The Commander and the Bums
The commander of the free world—Kadizzle’s wife—had a doctor’s appointment in Flagstaff, which left the lowly foot soldier with time to kill. What does a man do when turned loose in a strange town with hours on his hands? Kadizzle does what Kadizzle always does: he goes to watch the trains rumble by.
At the depot, fate served up a rerun. The same rail-side philosopher he’d met on a previous visit was back on the bench. A bum by appearance, but a scholar by conversation. He had once been an educated man, but he traded in the rat race for the liberty of nothing. His philosophy was simple: happiness requires less than we think.
As they compared notes on life, a woman wandered over—another traveler on the margins. Her mind was frayed, her possessions in a tattered bag. She asked the two men to guard her worldly goods while she ran to the store. Kadizzle slipped her a few bucks and told her to bring him a Coke and something for herself. That’s how commerce works at the edge of the empire: one person buys time, the other buys sugar water, and dignity is bartered in between.
Kadizzle has always liked bums.

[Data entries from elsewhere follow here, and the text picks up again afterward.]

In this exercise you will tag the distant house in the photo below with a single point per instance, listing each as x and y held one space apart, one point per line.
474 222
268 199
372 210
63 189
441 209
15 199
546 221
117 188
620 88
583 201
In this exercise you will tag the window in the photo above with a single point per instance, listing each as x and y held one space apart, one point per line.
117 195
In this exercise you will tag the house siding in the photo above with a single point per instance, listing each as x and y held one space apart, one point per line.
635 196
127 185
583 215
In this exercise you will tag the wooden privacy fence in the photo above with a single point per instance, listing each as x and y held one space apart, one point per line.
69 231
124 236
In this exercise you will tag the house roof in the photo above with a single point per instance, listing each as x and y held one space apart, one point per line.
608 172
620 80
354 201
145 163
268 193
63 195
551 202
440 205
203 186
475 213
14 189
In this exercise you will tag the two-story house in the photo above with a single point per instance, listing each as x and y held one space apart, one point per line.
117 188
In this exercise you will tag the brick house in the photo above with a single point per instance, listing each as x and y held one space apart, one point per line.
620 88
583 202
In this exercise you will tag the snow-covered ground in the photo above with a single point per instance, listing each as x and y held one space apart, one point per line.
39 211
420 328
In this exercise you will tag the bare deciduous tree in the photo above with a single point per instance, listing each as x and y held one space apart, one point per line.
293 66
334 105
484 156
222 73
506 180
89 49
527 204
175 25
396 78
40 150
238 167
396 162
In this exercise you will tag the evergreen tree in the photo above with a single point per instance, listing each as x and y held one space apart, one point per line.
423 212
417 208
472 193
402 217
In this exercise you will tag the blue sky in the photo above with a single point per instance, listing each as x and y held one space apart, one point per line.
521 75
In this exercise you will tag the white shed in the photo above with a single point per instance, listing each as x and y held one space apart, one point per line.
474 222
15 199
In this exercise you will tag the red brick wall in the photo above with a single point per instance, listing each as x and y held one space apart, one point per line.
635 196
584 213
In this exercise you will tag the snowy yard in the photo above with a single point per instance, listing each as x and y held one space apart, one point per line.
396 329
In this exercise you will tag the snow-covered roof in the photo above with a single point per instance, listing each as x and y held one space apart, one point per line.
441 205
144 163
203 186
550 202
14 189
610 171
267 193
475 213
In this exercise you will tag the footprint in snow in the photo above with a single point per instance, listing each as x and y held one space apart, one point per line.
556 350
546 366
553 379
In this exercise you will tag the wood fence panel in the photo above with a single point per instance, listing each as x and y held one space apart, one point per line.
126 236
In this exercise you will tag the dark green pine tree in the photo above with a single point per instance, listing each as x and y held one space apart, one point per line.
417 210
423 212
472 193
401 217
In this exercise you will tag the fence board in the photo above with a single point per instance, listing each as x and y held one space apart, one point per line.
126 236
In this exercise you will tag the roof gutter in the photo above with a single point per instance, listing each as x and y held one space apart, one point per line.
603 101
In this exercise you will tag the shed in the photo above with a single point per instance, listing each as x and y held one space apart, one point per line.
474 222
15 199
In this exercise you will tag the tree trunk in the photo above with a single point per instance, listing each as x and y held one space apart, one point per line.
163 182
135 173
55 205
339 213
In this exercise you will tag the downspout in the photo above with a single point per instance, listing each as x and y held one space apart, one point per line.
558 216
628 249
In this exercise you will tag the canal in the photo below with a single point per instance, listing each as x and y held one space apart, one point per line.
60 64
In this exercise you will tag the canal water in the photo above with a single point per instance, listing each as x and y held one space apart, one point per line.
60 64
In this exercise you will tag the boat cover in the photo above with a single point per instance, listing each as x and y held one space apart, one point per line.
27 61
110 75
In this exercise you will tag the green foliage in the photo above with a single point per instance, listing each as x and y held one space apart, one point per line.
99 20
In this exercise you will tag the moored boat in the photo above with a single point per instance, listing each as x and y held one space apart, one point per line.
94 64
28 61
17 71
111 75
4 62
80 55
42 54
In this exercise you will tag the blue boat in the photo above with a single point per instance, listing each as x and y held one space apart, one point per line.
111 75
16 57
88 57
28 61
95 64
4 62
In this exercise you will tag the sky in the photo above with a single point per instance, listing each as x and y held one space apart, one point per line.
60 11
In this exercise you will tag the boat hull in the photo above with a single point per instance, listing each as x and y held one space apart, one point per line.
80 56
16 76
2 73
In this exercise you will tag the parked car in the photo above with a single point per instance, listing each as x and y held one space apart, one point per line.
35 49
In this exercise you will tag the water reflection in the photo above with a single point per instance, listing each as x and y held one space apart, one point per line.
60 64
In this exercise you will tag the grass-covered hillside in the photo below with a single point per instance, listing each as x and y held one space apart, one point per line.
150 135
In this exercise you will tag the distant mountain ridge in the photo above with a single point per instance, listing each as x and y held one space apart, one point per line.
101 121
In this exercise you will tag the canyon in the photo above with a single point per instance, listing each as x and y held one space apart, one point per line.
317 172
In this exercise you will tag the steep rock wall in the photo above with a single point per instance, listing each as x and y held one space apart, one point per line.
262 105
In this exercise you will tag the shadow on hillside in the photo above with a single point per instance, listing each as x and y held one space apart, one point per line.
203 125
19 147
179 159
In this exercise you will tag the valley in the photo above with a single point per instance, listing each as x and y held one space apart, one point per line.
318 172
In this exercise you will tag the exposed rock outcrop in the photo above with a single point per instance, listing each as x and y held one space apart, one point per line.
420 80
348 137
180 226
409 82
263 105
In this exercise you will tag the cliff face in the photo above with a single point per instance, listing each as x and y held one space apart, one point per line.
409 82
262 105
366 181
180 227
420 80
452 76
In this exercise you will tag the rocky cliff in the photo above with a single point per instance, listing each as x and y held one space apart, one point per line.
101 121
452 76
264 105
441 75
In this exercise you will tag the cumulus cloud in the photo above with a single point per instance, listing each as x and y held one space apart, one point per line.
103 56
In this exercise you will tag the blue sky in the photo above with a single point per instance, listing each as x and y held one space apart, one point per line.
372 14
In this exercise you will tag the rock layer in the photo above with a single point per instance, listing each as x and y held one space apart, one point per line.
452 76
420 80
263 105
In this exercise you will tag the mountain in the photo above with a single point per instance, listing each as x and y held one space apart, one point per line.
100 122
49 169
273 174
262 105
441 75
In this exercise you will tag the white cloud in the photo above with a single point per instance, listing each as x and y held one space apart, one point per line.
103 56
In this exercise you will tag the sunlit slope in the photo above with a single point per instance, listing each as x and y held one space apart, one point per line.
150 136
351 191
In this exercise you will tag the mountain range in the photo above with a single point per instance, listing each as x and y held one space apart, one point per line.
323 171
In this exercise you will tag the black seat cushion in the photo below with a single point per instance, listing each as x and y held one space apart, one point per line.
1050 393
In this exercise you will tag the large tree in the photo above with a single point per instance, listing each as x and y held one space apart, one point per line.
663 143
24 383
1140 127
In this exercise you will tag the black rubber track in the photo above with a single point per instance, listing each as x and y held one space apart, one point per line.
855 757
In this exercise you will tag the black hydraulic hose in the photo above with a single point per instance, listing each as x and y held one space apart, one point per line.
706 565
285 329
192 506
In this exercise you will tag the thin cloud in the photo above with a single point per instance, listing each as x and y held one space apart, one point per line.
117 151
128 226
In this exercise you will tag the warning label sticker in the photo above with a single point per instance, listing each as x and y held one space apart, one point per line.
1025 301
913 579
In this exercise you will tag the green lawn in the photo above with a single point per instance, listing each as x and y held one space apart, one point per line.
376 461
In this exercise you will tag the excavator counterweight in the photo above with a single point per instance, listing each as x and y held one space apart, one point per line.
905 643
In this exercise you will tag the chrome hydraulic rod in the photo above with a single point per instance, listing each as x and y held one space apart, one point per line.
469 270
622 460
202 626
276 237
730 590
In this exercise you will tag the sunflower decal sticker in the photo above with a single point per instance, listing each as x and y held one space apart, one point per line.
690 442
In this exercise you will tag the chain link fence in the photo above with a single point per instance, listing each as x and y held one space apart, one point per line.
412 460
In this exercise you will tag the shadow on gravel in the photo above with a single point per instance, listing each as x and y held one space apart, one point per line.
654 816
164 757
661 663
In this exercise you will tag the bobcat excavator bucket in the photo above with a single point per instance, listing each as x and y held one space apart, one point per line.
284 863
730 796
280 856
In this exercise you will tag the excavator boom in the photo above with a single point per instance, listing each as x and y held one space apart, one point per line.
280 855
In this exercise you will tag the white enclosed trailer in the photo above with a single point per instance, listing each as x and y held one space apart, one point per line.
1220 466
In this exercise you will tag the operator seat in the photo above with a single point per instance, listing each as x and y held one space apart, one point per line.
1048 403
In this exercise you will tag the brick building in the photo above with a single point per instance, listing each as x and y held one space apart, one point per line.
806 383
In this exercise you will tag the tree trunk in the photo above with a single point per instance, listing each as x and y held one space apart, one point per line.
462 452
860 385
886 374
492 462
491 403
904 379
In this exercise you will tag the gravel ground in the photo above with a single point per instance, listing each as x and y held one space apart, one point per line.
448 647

Since childhood, he has admired the peculiar freedom they enjoy—the ability to exist outside the petty chores and schedules the rest of us are chained to. Their kingdom has no mortgages, no HOA meetings, no quarterly reports. Just benches, boxcars, and the slow shuffle of migration.
The philosopher-bum explained that Flagstaff’s nights were growing cold. Winter was coming. His plan? Head south and west where the sun still has a little mercy. Bums migrate with the seasons, just like billionaires with private jets. Both chase warm weather, but only one leaves no carbon footprint.
Maybe the rest of us are the fools. The bums roll with the weather, laugh at the system, and drink a Coke bought with somebody else’s pity. They own nothing—and in that, they own everything.